Bug 1508290

Summary: [3.6]Upgrade masters failed due to migrate storage failed
Product: OpenShift Container Platform Reporter: liujia <jiajliu>
Component: apiserver-authAssignee: Simo Sorce <ssorce>
Status: CLOSED WONTFIX QA Contact: Chuan Yu <chuyu>
Severity: high Docs Contact:
Priority: high    
Version: 3.6.1CC: aos-bugs, eparis, jialiu, jkaur, jokerman, mkhan, mmccomas, rbost, sdodson, ssorce, vsemushi, wmeng
Target Milestone: ---   
Target Release: 3.6.z   
Hardware: Unspecified   
OS: Unspecified   
Whiteboard:
Fixed In Version: Doc Type: If docs needed, set a value
Doc Text:
Story Points: ---
Clone Of: Environment:
Last Closed: 2018-02-15 21:35:07 UTC Type: Bug
Regression: --- Mount Type: ---
Documentation: --- CRM:
Verified Versions: Category: ---
oVirt Team: --- RHEL 7.3 requirements from Atomic Host:
Cloudforms Team: --- Target Upstream Version:
Embargoed:

Description liujia 2017-11-01 05:17:16 UTC
Description of problem:
Upgrade masters from v3.5 to v3.6, failed at task [Upgrade all storage].
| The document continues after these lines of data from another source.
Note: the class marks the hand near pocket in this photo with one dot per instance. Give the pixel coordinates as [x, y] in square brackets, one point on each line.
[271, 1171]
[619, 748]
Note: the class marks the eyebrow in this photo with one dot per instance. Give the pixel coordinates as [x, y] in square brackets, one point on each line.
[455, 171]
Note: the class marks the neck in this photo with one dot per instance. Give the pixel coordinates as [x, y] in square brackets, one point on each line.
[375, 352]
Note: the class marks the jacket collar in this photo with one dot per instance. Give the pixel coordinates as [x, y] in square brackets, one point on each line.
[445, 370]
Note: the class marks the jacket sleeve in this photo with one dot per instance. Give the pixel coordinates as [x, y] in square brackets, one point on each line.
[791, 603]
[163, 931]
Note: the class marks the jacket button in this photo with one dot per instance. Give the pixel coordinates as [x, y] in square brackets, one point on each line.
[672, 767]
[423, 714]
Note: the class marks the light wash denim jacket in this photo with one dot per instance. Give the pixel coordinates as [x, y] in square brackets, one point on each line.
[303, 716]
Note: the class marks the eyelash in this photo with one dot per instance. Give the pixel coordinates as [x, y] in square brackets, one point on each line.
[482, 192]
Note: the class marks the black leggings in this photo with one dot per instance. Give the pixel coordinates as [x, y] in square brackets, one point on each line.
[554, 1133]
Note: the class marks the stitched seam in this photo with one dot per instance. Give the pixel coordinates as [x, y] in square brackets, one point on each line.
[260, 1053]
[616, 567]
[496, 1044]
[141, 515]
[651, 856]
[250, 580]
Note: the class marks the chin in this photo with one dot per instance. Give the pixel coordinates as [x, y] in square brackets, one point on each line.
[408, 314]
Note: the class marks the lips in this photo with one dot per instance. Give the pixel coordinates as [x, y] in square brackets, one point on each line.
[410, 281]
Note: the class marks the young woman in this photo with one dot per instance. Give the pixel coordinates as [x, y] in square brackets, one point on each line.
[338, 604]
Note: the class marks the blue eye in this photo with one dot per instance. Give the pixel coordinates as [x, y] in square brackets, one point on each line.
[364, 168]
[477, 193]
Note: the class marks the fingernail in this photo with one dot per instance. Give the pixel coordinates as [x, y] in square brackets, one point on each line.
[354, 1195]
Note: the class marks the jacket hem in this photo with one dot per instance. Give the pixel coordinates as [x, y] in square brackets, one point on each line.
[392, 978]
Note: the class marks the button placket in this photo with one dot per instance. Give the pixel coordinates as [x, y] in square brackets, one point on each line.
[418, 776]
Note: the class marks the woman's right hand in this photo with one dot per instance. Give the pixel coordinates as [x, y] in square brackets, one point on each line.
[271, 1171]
fatal: [x.x.x.x]: FAILED! => {
    "changed": true, 
    "cmd": [
        "oc", 
        "adm", 
        "--config=/etc/origin/master/admin.kubeconfig", 
        "migrate", 
        "storage", 
        "--include=*", 
        "--confirm"
    ], 
    "delta": "0:00:24.425728", 
    "end": "2017-11-01 00:50:38.722587", 
    "failed": true, 
    "failed_when_result": true, 
    "rc": 1, 
    "start": "2017-11-01 00:50:14.296859"
}

STDOUT:

error:     pods/docker-registry-1-nng13 -n default: Pod "docker-registry-1-nng13" is invalid: spec: Forbidden: pod updates may not change fields other than `containers[*].image` or `spec.activeDeadlineSeconds`
error:     pods/registry-console-1-lvrk9 -n default: Pod "registry-console-1-lvrk9" is invalid: spec: Forbidden: pod updates may not change fields other than `containers[*].image` or `spec.activeDeadlineSeconds`
error:     pods/router-1-d2k16 -n default: Pod "router-1-d2k16" is invalid: spec: Forbidden: pod updates may not change fields other than `containers[*].image` or `spec.activeDeadlineSeconds`
error:     pods/mongodb-1-zqpmp -n install-test: Pod "mongodb-1-zqpmp" is invalid: spec: Forbidden: pod updates may not change fields other than `containers[*].image` or `spec.activeDeadlineSeconds`
error:     pods/nodejs-mongodb-example-1-2379k -n install-test: Pod "nodejs-mongodb-example-1-2379k" is invalid: spec: Forbidden: pod updates may not change fields other than `containers[*].image` or `spec.activeDeadlineSeconds`
error:     pods/nodejs-mongodb-example-1-build -n install-test: Pod "nodejs-mongodb-example-1-build" is invalid: spec: Forbidden: pod updates may not change fields other than `containers[*].image` or `spec.activeDeadlineSeconds`
summary: total=678 errors=6 ignored=0 unchanged=174 migrated=498
info: to rerun only failing resources, add --include=pods
error: 6 resources failed to migrate


STDERR:

error: exit directly


MSG:

non-zero return code



Version-Release number of the following components:
atomic-openshift-utils-3.6.173.0.48-1.git.0.1609d30.el7.noarch

How reproducible:
always

Steps to Reproduce:
1. upgrade masters from v3.5 to v3.6
# ansible-playbook -i hosts /usr/share/ansible/openshift-ansible/playbooks/byo/openshift-cluster/upgrades/v3_6/upgrade_control_plane.yml
2.
3.

Actual results:
upgrade failed

Expected results:
Upgrade succeed.

Additional info:
Please attach logs from ansible-playbook with the -vvv flag

Comment 2 Scott Dodson 2017-11-01 12:21:02 UTC
*** Bug 1508294 has been marked as a duplicate of this bug. ***

Comment 4 Seth Jennings 2017-11-01 15:06:17 UTC
Routing to Security.  Similar to the one from yesterday https://bugzilla.redhat.com/show_bug.cgi?id=1508027

Comment 5 Simo Sorce 2017-11-01 16:03:57 UTC
Liujia,
does this happen for 3.6 -> 3.7 upgrades too ?

Seth,
why doyo uhtink this is a Security issue ? If upgrade is performning forbidden operation ssounds like it is an upgrade problem ?

Scott,
this is not a duplicate of 1508294 afaict.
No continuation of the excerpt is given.